NOTE: index="14" represents the value that 'rvrn' feature is ordered in the specific font. This value is of course different in every font. We will use the value later in the Conditions.

  • then at the end of our GSUB we add the feature variation subtable

e.g.

<FeatureVariations>
      <Version value="0x00010000"/>
      <FeatureVariationRecord index="0">
        
	
	<ConditionSet>
	        
	<!-- ConditionCount=1 -->
	<ConditionTable index="0" Format="1">
            <AxisIndex value="0"/>
            <FilterRangeMinValue value="0.12"/>
            <FilterRangeMaxValue value="0.24"/>
          </ConditionTable>
          
        </ConditionSet>
        
        <FeatureTableSubstitution>
          <Version value="0x00010000"/>
          <!-- SubstitutionCount=1 -->
          <SubstitutionRecord index="0">
            <FeatureIndex value="14"/>
            <Feature>
              <!-- LookupCount=1 -->
              <LookupListIndex index="0" value="57"/>
            </Feature>
          </SubstitutionRecord>
        </FeatureTableSubstitution>
      </FeatureVariationRecord>
</FeatureVariations>
  • AxisIndex is the number of the axis. This is the order number that we can find in the .designspace and the fvar table. In this example <AxisIndex value="0"/> is weight
  • FilterRanges are the values of where our substitutions are active . In this example
	<FilterRangeMinValue value="0.12"/>
	<FilterRangeMaxValue value="0.24"/>

The switch is happening between 0.12-0.24 on the weight axis.

  • FeatureIndex value is the ID number of the 'rvrn' feature. In this example <FeatureIndex value="14"/>

  • Lookuplist is the number of the lookup that represents the substitution groups<Lookup index="57">

We can have multiple conditions in our FeatureVariations, i.e one for the weight axis and one of the width. This would look like this:

<FeatureVariations>
      <Version value="0x00010000"/>
      <FeatureVariationRecord index="0">
        
	
	<ConditionSet>
	        
	<!-- ConditionCount=2 -->
	<ConditionTable index="0" Format="1">
            <AxisIndex value="0"/>
            <FilterRangeMinValue value="0.12"/>
            <FilterRangeMaxValue value="0.24"/>
          </ConditionTable>
          
	<ConditionTable index="0" Format="1">
            <AxisIndex value="1"/>
            <FilterRangeMinValue value="0.30"/>
            <FilterRangeMaxValue value="0.60"/>
          </ConditionTable>
          
        </ConditionSet>
        
        <FeatureTableSubstitution>
          <Version value="0x00010000"/>
          <!-- SubstitutionCount=1 -->
          <SubstitutionRecord index="0">
            <FeatureIndex value="14"/>
            <Feature>
              <!-- LookupCount=1 -->
              <LookupListIndex index="0" value="57"/>
            </Feature>
          </SubstitutionRecord>
        </FeatureTableSubstitution>
      </FeatureVariationRecord>
</FeatureVariations>

The condition table uses a normalized scale with minimum -1, default 0 and maximum 1. In the “rules” in our Superpolator document, we used the concerned axis value to set our substitution. Now we have to convert the “switching” values to a scale from -1 to 1, with default always to 0.

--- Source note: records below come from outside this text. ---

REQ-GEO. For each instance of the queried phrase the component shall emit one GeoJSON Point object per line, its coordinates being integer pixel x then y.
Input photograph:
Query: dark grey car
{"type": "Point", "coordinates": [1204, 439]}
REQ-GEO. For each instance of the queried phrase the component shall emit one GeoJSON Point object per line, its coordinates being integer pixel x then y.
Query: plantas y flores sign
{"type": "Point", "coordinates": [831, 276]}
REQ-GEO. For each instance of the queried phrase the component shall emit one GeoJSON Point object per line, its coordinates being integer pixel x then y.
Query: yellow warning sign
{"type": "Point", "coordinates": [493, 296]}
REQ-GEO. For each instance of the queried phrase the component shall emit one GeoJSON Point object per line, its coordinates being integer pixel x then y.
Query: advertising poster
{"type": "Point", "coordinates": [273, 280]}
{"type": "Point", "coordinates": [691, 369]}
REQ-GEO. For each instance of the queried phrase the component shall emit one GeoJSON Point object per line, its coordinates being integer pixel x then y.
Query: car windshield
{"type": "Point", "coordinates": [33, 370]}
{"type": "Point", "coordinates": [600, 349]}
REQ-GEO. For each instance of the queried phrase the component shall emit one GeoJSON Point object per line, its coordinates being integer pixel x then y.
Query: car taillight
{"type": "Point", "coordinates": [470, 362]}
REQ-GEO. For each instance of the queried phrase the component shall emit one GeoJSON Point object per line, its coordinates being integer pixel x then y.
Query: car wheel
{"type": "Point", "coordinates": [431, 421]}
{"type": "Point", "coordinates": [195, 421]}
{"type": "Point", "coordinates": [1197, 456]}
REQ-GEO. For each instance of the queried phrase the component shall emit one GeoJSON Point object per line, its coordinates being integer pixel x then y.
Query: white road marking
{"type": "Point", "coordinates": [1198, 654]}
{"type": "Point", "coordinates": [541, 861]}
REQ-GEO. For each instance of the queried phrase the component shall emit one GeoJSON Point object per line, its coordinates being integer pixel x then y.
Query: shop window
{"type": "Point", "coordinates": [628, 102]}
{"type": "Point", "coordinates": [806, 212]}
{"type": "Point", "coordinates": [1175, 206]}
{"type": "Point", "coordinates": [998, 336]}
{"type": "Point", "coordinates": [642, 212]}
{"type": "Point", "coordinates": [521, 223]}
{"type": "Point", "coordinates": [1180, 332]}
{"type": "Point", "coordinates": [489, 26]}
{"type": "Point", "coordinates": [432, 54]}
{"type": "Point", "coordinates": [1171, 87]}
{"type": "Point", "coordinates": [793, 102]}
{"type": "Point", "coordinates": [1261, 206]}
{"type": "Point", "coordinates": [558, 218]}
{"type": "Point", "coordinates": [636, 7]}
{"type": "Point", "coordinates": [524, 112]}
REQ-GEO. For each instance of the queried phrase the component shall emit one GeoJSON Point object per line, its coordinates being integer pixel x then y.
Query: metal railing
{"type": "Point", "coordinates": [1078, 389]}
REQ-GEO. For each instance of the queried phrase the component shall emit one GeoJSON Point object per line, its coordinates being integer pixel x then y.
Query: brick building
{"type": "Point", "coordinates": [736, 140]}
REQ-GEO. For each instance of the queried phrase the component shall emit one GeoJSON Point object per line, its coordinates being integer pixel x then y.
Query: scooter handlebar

For a weight axis 0 to 1000, with the default at 0 our ”jump” was happening between 120 - 240. So in our new scale 0.12-0.24.

The biggest secret of all

In order for this new GSUB to run we need to update the version number! The GSUB version that we get from fontmake is:

 <GSUB>
        <Version value="0x00010000"/>

This one doesn't do the flip and TTX doesn't change it either, so we need to update it to:

 <GSUB>
        <Version value="0x00010001"/>

Good news it might be soon a warning.

We update the GSUB in our TTF

ttx -m myVAR.TTF GSUB.ttx

And voilà


Extra stuff

Microsoft hosts a Github repository that is used for discussion and review of proposals for registration of OpenType design-variation axis tags. It includes a Proposal Summary Form and all the needed information about submissions. Hereyou can find all the submitted proposals till now, including Glyph Extension by Sahar Afshar and José Solé and TypeNetwork's Parametric Axes that can be seen also here.